李小强的父亲和杜念基的父亲是老朋友。当杜念基的父亲在储蓄所里点钞票的时候,李小强的父亲也同样在本市最古老的拖拉机厂的会计室里拨拉着粗大的黑色算盘。后来两个人因为贷款和企业结算方面的工作关系认识,慢慢成了就着一盘咸菜,把一瓶老白干喝到天亮的好朋友。李小强接了父亲的班后,在拖拉机厂里做一名仓库管理员。当时杜念基正负责管理拖拉机厂的贷款户,因为两个人是从小在一起“和尿泥”长大的朋友,所以李小强觉得自己脸上特别有光。后来李小强为解决厂里贷款的事找了几次杜念基,因为金额不大,杜念基就帮他办了。因为这事,李小强在拖拉机厂里的地位迅速得到提高。在那个年代,谁能搞来贷款,谁就是财神爷。改革开放初期,农用拖拉机、推土机、挖掘机在国内市场上供不应求,拖拉机厂歪打正着地找准了市场信息,狠狠地赚了几笔钱,在全国出了名。企业改制后,拖拉机厂摇身一变,成为汽车工业集团,兼并了本市几家小企业后,就成了全国较大的汽车生产厂家之一,两年前发行的股票还在深圳股票市场上了市。而李小强也因为能跑来贷款,一步一步地被提拔了上来。
“虽然我替你买了单,但是这笔钱怎么用,你们还要详细考察一下。”杜念基坐在办公桌前说道,“以你们生产拖拉机的老底子生产卡车,技术含量和产品质量都上不去,怎么能拼得过长春第一汽车制造厂的解放141型卡车?如果现在还投产三十万辆卡车生产线,那纯粹是糟蹋我兜里的钱。”
“贷款是你给的,怎么用你说了算,而且我也相信你的眼光。我从来不关心生产的事。我这次来是邀请你和我们的考察团一起赴法国考察生产项目。”
“考察团主要成员是谁?”
“你、我和老车。”
“你以为这样的考察团会考察出什么名堂吗?”
“我跟你说过我不关心生产的事。”李小强直言不讳地说。
杜念基想了想说道:“2.5亿美元的项目贷款最终需要总行审批。所以这个考察团里还应该有总行的领导,这个人我替你邀请。”

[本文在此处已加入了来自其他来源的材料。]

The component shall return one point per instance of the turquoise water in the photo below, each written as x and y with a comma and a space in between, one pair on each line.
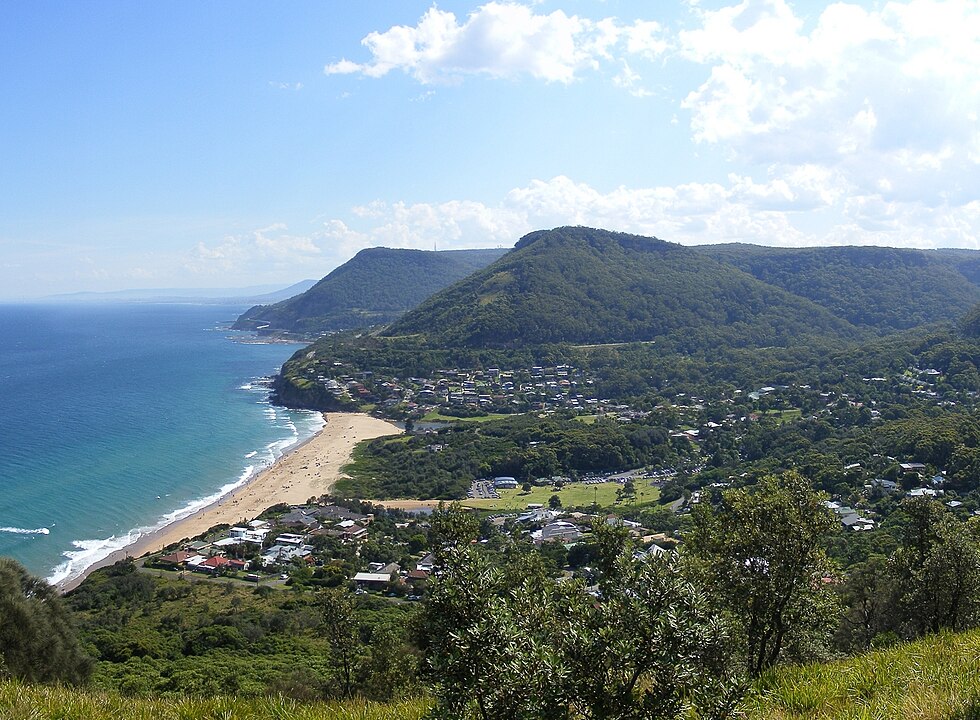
116, 419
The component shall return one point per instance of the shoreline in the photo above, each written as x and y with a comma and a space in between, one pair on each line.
308, 469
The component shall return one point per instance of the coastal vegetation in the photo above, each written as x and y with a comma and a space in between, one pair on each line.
374, 287
789, 474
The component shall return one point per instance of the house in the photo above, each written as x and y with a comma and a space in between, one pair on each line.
178, 558
282, 554
857, 523
561, 531
372, 581
909, 468
213, 565
505, 483
886, 485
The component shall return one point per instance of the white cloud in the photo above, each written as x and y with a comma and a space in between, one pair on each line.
860, 82
503, 40
776, 210
268, 248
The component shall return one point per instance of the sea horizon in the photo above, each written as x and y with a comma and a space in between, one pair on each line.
119, 419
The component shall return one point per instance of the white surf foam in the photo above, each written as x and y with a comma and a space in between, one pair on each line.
89, 552
26, 531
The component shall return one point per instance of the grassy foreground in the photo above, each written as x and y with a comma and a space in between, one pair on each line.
577, 494
937, 678
24, 702
933, 679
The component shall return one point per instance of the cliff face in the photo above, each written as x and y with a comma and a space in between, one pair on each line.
304, 394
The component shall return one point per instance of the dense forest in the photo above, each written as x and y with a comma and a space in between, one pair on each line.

“那当然最好,多一个朋友多条路嘛。不知是什么级别的领导?”李小强问。
“这个你别管,到时候再说。”
“那天晚上有李济周他们乱缠,你也没吃好,今天晚上我单独请你,让老车作陪,你一定要去。”李小强说。
李小强虽然说是让车副省长作陪,实际也是在杜念基面前卖乖,想在两个人面前都讨好。这小子在老车那里越来越得宠,为了贷款的事还拉了老车来做垫背,可见两个人的关系已经不一般。听说老车在下一届的政府选举中有可能“扶正”,仕途上还有一定的前途,杜念基也不敢小觑他,就答应了下来。
送走李小强,已经到了上班时间,偌大的办公大楼里开始热闹了起来。这个上千人的机关就像一台庞大的机器,一旦运转起来,还是有相当的工作效率的。会计、计划、储蓄、信贷等部门的日报表在半个小时之内就摆在了杜念基的办公桌上,这是他对业务部门的一个要求:每天在正式办公之前,必须调阅所有业务部门的日报表,以便使自己随时掌握各项业务的发展状况。常年的金融工作使杜念基的大脑对数字特别敏感,繁琐而枯燥的业务报表上罗列着蚂蚁一样的各种数据,他一目十行地看过之后,对关键性数据就能做到过目不忘,在各种会议上信手拈来,决不会出错。所以各部门的处长汇报工作时最怕杜念基提出问题,因为即使他们每人管理一摊工作,也不敢保证在数字上有问必答。有一次,杜念基在视察城区一家支行时,这家支行资深的老行长手里拿着一沓厚厚的汇报材料,像和尚念经似的嗯嗯啊啊地想蒙混过关,杜念基却在一长串数字中发现,这家支行几年来业务费用一直呈快速上升趋势,而且他们提供的数据明显与自己记忆中掌握的不一致,于是马上派人查账。结果发现这家支行的领导不顾上级三令五申,挥霍费用,甚至存在虚开发票,贪污公款的现象,于是对他们进行了严肃处理。从那以后,全省各家分支行的业务费用明显降了下来,下级行的行长们都私下里说:老杜的眼里不揉沙子,小心撞到枪口上。